Yes and yes. The Times highlights some of the papers that failed to fully replicate:

Among them was one on free will. It found that participants who read a passage arguing that their behavior is predetermined were more likely than those who had not read the passage to cheat on a subsequent test … [Another] was on mate preference. Attached women were more likely to rate the attractiveness of single men highly when the women were highly fertile, compared with when they were less so.

The second time around, researchers found “weaker effects,” as the Times put it, in both studies. That doesn’t mean they’re false, of course — but it also casts the confident way in which the original findings were reported in a new light. (Nature had the snazzy headline “Fertile wives find single men sexy.” The Association for Psychological Science headed its press release, in part: “Destined to Cheat? New research finds free will can keep us honest.”) It leads to natural questions about what differently structured experiments about these same phenomena would find. Now, it’s understandable why these findings got attention. Both of them just feel right and satisfying, and they cover the sort of territory — sex and bad behavior — that people love to read about. Plus, maybe, in the long run, further studies on these subjects will find that these claims do in fact hold up.
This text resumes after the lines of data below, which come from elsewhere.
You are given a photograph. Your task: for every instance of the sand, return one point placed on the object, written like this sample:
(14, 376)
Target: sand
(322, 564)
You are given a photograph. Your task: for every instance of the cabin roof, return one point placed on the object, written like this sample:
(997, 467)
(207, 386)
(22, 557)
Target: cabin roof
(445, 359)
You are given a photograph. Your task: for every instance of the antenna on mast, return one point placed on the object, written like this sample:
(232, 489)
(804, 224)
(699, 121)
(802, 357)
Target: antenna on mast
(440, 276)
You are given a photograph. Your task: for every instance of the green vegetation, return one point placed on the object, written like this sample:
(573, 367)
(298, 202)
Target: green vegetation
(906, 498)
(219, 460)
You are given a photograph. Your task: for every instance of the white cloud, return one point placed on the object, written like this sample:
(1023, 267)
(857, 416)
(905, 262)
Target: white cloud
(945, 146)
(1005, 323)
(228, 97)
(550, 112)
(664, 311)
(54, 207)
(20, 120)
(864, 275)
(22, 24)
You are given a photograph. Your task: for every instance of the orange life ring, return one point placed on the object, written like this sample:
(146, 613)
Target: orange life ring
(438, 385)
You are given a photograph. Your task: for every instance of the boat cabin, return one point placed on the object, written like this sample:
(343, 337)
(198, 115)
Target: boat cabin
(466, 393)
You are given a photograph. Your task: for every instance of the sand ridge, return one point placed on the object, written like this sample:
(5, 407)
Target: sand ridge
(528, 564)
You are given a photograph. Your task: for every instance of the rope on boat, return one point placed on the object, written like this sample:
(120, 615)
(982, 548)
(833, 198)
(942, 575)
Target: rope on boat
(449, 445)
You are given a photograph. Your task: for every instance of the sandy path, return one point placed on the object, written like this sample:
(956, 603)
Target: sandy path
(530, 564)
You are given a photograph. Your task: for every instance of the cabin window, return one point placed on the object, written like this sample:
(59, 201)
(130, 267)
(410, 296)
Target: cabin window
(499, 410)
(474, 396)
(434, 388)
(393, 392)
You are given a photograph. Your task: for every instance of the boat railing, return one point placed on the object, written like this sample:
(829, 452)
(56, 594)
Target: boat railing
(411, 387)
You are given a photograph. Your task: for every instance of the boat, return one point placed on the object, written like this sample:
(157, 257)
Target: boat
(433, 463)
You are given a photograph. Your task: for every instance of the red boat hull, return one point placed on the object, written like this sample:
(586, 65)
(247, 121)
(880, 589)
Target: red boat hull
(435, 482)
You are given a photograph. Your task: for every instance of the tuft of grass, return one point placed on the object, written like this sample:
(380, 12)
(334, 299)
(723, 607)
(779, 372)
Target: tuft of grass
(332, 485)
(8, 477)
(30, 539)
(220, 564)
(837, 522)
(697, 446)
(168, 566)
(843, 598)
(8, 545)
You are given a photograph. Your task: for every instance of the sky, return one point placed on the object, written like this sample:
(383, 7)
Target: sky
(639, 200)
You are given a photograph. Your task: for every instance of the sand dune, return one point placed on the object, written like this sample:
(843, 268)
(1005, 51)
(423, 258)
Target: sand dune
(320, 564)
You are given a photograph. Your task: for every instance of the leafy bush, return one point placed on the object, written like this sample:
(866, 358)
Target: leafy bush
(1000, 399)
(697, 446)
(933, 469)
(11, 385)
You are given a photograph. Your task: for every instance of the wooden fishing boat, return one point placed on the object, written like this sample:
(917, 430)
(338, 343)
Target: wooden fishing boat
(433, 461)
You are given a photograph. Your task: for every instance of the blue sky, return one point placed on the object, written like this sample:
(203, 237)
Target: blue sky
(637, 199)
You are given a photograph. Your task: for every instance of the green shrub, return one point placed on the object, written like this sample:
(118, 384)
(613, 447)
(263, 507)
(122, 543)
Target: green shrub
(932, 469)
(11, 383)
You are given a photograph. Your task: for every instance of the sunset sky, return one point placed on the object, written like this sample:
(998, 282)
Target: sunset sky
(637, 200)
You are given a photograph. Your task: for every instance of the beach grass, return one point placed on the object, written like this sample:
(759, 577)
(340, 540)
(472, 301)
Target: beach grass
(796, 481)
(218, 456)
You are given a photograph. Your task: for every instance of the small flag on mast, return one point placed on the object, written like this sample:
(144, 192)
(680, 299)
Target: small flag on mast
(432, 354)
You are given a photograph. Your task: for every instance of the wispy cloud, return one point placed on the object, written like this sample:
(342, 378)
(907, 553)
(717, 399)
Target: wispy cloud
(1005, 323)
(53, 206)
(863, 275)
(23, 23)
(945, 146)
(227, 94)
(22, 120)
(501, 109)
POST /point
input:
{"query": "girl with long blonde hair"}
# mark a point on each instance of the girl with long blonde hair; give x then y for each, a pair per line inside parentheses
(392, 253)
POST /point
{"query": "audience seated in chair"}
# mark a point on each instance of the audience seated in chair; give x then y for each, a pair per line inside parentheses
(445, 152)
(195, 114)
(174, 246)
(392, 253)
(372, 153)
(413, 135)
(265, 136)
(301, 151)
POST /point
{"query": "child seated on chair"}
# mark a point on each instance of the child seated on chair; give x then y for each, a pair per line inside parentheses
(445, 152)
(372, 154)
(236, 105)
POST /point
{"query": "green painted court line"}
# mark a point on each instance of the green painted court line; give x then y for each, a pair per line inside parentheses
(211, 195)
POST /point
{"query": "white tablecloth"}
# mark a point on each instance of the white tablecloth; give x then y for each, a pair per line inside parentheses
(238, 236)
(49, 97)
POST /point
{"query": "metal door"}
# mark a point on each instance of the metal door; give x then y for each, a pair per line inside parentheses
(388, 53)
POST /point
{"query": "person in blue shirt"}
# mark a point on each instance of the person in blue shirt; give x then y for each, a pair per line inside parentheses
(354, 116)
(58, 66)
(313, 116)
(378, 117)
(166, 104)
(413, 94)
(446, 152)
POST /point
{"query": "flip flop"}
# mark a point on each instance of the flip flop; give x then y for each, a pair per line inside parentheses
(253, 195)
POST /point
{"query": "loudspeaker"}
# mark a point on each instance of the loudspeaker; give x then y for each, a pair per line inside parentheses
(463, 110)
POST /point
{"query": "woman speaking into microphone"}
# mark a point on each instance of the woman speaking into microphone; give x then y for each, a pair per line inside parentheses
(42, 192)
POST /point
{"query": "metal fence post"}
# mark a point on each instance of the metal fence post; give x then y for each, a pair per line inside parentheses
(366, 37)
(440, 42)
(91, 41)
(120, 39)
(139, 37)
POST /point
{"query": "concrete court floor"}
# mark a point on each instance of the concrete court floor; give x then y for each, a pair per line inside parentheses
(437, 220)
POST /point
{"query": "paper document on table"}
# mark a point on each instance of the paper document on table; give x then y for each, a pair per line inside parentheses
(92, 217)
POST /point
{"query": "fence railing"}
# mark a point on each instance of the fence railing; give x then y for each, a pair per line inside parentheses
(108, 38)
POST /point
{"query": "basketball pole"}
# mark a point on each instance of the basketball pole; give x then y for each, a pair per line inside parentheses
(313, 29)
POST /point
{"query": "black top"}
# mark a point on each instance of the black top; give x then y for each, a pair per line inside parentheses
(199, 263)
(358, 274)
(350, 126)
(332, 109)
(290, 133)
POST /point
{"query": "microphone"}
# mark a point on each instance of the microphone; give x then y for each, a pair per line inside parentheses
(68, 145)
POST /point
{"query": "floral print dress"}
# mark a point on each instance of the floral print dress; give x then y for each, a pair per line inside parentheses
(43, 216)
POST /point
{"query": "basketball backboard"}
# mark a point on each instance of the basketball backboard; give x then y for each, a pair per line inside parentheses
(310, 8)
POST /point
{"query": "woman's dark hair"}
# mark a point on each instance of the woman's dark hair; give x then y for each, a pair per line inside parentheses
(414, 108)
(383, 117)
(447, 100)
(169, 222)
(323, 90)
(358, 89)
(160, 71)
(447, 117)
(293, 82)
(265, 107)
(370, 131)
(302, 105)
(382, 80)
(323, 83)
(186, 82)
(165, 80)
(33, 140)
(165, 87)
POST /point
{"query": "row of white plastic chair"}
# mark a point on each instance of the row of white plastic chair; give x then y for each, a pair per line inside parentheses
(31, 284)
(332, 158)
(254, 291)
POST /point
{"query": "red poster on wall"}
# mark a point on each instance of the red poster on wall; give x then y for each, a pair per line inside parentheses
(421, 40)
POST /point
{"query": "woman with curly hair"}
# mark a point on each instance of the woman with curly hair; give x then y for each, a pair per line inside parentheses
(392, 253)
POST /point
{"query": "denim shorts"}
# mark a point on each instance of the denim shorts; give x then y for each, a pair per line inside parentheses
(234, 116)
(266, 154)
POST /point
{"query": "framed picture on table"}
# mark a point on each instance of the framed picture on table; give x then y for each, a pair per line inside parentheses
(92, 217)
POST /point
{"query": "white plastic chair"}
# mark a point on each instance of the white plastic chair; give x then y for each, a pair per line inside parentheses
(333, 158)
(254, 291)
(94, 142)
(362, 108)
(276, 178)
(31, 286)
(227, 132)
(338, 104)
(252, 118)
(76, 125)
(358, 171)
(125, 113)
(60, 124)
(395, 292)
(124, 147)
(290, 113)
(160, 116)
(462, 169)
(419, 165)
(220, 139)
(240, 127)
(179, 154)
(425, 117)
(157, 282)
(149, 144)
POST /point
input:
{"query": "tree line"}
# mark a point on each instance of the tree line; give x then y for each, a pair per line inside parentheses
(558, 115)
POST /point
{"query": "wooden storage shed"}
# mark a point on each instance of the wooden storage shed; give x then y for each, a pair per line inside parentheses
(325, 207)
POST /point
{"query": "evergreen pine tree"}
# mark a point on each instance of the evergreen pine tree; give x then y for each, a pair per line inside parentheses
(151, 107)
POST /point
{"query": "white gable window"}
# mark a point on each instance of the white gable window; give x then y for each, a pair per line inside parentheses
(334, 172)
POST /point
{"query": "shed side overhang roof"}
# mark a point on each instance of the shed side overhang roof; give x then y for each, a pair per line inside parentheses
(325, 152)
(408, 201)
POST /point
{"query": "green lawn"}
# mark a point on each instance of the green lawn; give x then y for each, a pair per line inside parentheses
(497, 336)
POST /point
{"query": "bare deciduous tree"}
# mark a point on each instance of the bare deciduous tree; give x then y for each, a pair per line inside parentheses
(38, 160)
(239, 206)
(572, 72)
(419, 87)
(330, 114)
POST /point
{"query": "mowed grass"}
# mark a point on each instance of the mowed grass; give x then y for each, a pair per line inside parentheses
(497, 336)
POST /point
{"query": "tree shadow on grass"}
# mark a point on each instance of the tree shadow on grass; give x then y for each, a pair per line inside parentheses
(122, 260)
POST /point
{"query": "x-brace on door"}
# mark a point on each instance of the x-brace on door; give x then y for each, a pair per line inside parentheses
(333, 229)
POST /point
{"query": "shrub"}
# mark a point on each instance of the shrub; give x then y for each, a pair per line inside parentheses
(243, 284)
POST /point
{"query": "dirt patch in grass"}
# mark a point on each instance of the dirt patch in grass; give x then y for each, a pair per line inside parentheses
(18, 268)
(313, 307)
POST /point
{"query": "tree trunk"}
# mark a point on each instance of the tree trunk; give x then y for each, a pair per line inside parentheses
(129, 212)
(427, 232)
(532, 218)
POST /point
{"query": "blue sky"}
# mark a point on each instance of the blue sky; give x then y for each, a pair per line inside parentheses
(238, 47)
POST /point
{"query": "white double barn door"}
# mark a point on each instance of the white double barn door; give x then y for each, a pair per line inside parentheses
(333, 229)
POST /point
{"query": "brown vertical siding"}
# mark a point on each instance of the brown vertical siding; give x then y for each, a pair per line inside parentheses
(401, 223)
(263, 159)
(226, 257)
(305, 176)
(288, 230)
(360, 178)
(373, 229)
But the point is that a single finding should never be taken as evidence, full-stop, of a given phenomenon — especially findings that make us smile or nod. Everyone is falling into that trap too often. There are reasons other than scientific worthwhileness that some studies find their way into our Facebook feeds, while others languish in obscurity or are never published at all. 

(Update: Aaron Bornstein, a neurology postdoc at Princeton, pointed out to me via Twitter that there’s another way to interpret the fact that the researchers only looked at highly regarded journals. These journals, he said, are exactly the ones a researcher will submit their sexiest, most attention-getting findings to. So that could actually mean that if you examined less-prestigious journals, you’d get a higher rate of successful replication. But there’s no way to know without actually trying.)